The key to becoming a successful full time e-mini trader is to be able to profit in any market condition or cycle. To do this you need to be able to think for yourself and understand why the market is operating as it is. This requires a simple and adaptable system that can be modified on the run. Being successful also requires hard work. Trading isn’t easy and there’s no way to cheat the system but if you keep these simple ideas in mind while trading you should see immediate improvement in your results.
1. Know Before You Trade
Knowledge is power and in trading knowledge is a path to consistent profits. The successful trader has a system in place that allows them to quickly and accurately analyse positions before they enter the market. This allows traders to weigh up the risk to reward ratio so that they can decide whether or not they should be interested in a particular set up. You have to know your projected stop loss and profit target before you enter a trade.

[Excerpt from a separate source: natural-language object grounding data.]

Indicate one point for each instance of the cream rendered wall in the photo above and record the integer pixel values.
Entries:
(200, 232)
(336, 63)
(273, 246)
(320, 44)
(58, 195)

2. Don’t Listen To Your Gut
Guts can’t trade the markets. You need to develop your trading mind in order to be successful in this business. Work on developing a trading system and plan that blends with your personality and personal skill set. Do everything in your power to avoid taking trades based on feeling rather than fact. As a technical trader your job is to trade off of what the charts are telling you, not what you are telling the charts.
Stick to What You Do Best
The worst thing you can do after developing a trading strategy is veer from the plan. Stick to what you do best and don’t be tempted to trade other instruments or other strategies. You should have confidence in your system and your ability within that program to make consistent money. If you don’t then you need to make an adjustment outside of the market, not while it is trading. Stick to your market and your strategy and become consistently profitable there before attempting to branch out.
Develop your e-mini trading skills around these principles and you will avoid the traps that 99% of traders fall into. Remind yourself that trading is a business and focus on consistency rather than profits and over time you will find your account building in the right direction.